Volume 14, 1998
Other Applied Ethics
Consequentialism, Deontology, and Inevitable Trade-offs
Recently, unrestrained consequentialism has been defended against the charge that it leads to unacceptable trade-offs by showing a tradeoff accepted by many of us is not justified by any of the usual nonconsequenlist arguments. The particular trade-off involves raising the speed limit on the Interstate Highway System. As a society, we seemingly accept a trade-off of lives for convenience. This defense of consequentialism may be a tu quoque, but it does challenge nonconsequentialists to adequately justify a multitude of social decisions. Work by the deontologist Frances Kamm, conjoined with a perspective deployed by several economists on the relation between social costs and lives lost, is relevant. It provides a starting point by justifying decisions which involve trading lives only for other lives.
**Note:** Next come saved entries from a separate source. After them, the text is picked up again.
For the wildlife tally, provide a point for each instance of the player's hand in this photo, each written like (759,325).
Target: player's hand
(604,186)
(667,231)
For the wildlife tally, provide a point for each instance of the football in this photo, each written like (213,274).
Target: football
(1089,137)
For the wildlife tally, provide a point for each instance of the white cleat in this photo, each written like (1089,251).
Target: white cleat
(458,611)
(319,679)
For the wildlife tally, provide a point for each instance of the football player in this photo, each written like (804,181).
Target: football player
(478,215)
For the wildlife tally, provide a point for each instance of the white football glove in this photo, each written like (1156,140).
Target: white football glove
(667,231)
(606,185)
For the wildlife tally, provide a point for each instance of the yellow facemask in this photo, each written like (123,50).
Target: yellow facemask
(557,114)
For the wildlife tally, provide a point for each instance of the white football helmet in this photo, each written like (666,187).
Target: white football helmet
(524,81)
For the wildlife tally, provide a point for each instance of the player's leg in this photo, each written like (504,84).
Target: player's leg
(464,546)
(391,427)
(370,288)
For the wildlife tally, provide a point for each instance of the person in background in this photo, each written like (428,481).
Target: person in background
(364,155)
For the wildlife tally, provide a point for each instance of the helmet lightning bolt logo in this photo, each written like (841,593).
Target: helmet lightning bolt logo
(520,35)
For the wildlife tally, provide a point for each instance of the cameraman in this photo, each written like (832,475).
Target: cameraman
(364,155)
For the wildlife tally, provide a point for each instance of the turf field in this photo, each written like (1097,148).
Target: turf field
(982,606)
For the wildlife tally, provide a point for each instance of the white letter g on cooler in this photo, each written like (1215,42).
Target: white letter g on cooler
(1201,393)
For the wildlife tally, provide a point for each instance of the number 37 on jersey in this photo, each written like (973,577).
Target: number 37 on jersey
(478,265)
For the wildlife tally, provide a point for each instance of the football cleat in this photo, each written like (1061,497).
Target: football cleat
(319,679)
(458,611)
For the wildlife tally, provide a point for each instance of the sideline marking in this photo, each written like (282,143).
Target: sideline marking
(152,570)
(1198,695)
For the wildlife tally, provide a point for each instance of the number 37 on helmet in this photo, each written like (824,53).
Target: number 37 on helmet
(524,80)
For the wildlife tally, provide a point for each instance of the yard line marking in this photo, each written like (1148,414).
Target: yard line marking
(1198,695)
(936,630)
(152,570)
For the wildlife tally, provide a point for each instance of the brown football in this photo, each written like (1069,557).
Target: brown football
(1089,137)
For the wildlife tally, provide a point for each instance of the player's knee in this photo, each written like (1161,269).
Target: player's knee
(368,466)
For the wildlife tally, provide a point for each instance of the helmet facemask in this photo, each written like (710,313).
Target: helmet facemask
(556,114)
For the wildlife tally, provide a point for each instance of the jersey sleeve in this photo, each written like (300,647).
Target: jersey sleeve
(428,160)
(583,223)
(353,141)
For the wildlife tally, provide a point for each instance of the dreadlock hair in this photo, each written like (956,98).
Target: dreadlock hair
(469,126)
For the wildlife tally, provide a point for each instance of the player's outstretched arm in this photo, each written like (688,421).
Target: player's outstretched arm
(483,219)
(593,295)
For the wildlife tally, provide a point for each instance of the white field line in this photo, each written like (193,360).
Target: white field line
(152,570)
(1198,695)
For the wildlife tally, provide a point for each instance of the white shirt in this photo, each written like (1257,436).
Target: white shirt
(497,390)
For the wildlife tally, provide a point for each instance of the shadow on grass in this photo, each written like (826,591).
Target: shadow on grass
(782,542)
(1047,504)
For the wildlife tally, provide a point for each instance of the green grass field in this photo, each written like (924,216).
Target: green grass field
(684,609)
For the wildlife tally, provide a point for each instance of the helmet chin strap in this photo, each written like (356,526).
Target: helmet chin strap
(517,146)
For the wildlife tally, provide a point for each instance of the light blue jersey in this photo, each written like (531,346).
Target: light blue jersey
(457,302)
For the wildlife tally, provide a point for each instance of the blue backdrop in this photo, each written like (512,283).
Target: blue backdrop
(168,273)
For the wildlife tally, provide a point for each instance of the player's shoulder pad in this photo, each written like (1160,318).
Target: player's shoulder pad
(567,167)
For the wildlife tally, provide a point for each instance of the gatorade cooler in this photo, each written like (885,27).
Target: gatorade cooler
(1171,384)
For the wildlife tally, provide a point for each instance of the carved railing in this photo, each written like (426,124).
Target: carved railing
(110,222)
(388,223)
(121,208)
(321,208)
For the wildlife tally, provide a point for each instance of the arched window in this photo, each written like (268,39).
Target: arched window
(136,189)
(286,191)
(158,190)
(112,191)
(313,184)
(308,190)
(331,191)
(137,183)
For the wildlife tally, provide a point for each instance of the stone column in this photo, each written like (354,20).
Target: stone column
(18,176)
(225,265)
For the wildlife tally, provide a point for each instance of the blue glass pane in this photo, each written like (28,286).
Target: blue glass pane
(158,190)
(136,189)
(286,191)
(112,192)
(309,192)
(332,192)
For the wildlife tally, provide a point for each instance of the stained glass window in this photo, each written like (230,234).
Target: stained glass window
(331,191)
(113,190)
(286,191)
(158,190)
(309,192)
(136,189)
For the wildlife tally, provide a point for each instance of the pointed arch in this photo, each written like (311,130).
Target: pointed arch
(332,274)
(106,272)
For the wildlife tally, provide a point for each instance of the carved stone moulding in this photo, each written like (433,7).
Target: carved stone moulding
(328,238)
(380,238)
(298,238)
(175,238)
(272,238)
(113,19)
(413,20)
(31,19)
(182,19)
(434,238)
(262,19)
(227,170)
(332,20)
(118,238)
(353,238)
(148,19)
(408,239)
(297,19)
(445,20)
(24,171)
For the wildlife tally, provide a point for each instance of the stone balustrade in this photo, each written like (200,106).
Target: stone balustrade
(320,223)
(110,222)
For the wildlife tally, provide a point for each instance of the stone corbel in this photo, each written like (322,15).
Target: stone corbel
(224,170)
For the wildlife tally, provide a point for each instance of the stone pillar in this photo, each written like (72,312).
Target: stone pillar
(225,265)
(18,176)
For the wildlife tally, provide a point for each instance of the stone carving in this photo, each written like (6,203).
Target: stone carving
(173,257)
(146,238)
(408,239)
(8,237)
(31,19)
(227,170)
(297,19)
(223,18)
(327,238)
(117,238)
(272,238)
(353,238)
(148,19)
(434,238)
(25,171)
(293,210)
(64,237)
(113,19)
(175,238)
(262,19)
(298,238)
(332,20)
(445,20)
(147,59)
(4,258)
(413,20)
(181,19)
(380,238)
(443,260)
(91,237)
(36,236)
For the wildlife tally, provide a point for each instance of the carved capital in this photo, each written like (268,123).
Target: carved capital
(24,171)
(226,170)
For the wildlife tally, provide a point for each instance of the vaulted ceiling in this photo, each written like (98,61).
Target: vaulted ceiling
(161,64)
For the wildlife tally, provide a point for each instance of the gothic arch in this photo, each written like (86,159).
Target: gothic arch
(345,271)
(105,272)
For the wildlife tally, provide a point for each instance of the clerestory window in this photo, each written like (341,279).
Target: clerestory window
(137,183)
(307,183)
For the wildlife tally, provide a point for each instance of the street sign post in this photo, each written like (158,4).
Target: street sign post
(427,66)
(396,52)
But the perspective also recognizes that using resources in excess of some figure (perhaps as low as $7.5 million) to save a life causes us to forego other live-saving activities, thus causing a net loss of life. Setting a speed limit as low as 35 miles per hour might indeed save some lives, but the loss of productivity due to the increased time spent in travel would cost an even greater number of lives. Therefore, many trade-offs do not simply involve trading lives for some lesser value (e.g., convenience), but are justified as allowing some to die in order to save a greater number.